The security officers posted at the store were company staff members, according to CB stores’ management. Regardless of whether a security officer is employed by a security company or is an in-house security officer for a company the rules regarding background checks and PSIRA clearance is essential. People with criminal records are not allowed to be security officers.
“This underlines the critical importance of background checks on job-seeking applicants before they are taken into the company’s workforce,” says Reid. “Recent statistics show an increase of attempts by job applicants in the security industry to falsify qualifications and such certification as driving licences and education levels achieved.
One national screening company with clients in the security industry reported an increase in falsified and invalid certification across the board compared to the same period (1st January to end March) last year.
According to PSIRA, between 15 000 and 20 000 new members join the private security industry each month. However, not all companies and private security guards register with PSIRA as required by law. Many companies and security guards attempt to operate unlawfully under the radar.
“Unemployment is chronic,” says Reid, “and applicants are willing to risk lying on their job applications to get work. We urge our members to screen each and every potential employee and then continue with interim screening during the employment period of the officer.”
Reid stresses the importance of security companies, or companies with an in-house security complement, to be members of SASA and to be compliant with the prerequisites of the Private Security Industry Regulatory Authority (PSIRA). It makes it far easier for a procurement department when hiring a security company to ensure that they are SASA members because they are then removed from the liability of hiring a non-compliant security company.
“This carries weight,” she says. “As members of SASA, employees of security companies are registered and are bound by the association’s and PSIRA’s code of conduct. They are also subject to the organisation’s strict code of discipline and violation penalties. We urge our members to take SASA’s gold option for maximum protection.”

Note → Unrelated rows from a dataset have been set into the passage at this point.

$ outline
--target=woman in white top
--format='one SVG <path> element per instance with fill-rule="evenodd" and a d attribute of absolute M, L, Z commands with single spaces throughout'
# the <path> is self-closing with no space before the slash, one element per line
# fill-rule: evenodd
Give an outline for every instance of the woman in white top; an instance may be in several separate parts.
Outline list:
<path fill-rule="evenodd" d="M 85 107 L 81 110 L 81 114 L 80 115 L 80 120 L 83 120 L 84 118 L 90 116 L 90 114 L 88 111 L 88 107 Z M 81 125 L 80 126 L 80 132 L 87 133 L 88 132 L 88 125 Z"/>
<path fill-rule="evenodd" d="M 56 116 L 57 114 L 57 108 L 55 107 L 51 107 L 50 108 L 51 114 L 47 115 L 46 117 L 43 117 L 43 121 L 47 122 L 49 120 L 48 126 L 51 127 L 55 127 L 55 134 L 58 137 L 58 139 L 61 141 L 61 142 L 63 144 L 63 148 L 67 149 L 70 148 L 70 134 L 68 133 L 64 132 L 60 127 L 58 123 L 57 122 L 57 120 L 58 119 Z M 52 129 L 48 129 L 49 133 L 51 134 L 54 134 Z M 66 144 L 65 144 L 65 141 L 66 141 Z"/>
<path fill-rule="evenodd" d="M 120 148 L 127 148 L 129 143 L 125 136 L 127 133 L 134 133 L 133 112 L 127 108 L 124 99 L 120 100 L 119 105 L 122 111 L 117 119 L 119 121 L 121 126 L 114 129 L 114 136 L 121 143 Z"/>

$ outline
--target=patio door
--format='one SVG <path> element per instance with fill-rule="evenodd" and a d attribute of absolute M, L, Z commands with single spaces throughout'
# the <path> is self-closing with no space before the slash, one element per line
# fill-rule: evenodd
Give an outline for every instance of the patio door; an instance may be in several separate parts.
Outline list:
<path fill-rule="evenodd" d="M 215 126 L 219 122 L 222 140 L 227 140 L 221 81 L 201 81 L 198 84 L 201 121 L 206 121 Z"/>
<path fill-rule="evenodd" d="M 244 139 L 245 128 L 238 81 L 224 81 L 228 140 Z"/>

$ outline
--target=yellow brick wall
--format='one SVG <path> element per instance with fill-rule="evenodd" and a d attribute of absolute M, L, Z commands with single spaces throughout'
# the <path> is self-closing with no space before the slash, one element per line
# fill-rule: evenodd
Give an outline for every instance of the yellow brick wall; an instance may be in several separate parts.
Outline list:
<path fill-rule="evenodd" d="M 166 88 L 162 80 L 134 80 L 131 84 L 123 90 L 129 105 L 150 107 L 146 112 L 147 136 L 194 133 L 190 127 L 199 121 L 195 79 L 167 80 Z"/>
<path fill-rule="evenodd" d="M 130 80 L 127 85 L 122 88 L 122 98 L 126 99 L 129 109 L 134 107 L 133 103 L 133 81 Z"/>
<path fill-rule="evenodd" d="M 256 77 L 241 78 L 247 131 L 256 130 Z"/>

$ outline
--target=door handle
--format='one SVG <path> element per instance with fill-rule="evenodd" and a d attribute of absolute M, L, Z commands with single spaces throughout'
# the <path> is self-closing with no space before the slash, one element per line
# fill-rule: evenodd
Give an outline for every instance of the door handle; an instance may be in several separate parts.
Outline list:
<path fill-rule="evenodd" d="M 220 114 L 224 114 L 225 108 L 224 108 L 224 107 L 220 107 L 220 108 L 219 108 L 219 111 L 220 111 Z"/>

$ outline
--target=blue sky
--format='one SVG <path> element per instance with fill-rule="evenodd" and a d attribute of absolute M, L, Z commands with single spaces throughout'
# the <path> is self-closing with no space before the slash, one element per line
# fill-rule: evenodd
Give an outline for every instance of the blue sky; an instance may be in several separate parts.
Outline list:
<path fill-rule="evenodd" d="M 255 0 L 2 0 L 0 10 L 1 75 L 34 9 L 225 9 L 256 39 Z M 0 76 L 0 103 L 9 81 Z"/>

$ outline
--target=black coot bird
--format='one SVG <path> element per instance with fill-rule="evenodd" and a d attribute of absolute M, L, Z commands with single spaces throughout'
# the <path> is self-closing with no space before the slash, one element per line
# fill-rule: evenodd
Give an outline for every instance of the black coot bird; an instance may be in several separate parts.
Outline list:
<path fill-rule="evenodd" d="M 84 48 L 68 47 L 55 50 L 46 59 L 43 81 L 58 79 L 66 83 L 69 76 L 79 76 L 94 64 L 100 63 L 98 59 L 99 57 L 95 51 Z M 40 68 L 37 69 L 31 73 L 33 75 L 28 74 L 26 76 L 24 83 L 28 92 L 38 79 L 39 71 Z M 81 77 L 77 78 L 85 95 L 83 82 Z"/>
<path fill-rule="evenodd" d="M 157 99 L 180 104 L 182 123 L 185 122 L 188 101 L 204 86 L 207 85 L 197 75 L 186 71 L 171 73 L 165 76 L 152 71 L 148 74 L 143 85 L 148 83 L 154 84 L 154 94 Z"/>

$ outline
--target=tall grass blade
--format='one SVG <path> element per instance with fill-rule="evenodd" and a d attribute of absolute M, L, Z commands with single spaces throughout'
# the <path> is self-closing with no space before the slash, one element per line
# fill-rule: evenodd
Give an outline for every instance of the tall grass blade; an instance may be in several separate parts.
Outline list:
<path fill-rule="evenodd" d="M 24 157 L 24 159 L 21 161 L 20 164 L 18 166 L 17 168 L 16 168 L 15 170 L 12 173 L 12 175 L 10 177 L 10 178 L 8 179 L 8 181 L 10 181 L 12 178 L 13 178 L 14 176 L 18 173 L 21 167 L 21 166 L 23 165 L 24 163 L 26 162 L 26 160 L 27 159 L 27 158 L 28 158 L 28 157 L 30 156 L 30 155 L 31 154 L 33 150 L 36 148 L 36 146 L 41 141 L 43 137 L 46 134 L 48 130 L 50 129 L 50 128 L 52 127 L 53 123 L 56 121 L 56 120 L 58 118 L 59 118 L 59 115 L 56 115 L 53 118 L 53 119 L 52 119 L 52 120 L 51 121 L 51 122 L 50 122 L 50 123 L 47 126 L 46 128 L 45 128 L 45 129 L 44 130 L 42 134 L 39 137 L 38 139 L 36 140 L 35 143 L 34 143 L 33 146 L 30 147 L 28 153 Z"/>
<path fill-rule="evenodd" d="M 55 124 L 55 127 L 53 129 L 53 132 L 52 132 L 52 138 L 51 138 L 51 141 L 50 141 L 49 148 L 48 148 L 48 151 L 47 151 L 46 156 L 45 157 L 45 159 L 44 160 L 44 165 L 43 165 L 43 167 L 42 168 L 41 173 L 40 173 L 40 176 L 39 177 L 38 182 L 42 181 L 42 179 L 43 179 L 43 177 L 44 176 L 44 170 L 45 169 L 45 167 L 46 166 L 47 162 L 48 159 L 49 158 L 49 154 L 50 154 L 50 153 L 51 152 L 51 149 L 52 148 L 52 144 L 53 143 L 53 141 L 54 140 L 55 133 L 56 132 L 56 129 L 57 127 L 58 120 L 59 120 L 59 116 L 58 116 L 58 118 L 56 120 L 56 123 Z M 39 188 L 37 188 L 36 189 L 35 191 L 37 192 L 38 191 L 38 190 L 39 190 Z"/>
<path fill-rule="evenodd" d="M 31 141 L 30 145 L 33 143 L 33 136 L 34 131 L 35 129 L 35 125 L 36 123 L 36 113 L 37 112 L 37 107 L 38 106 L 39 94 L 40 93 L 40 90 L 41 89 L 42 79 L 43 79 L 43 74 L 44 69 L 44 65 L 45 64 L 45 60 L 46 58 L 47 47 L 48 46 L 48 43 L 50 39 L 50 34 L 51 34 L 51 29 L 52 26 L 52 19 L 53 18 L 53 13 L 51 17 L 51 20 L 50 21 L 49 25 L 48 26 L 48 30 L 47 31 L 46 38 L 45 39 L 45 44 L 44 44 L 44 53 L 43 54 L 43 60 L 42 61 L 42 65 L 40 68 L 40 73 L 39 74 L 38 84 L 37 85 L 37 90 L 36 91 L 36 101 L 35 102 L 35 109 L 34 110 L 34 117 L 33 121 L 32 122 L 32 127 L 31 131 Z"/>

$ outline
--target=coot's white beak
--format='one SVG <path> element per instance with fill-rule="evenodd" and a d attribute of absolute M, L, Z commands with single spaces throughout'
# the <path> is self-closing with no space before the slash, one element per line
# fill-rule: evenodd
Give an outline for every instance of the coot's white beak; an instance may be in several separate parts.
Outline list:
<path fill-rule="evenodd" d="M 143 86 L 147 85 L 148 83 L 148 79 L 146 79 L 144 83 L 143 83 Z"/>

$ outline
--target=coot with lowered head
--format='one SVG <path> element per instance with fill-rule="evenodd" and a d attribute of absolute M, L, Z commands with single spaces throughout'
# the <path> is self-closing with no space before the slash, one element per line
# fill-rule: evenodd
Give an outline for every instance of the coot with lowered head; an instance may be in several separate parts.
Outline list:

The private security industry is regulated by the PSIRA Act which makes provision for a disciplinary process, including the suspension and withdrawal of the registration of those found guilty of misconduct. Moves are afoot to further regulate the private security industry with an overhaul of the PSIRA Act. The Private Security Industry Regulation Act Amendment Bill is being redrafted and is expected to be ready for its first reading later this year. Amongst other issues the new legislation addresses security threats, risks and problems regarding the regulation of the private security industry. The amendments also provide for “the role of the private security industry regulatory authority in promoting crime prevention partnerships with state entities”.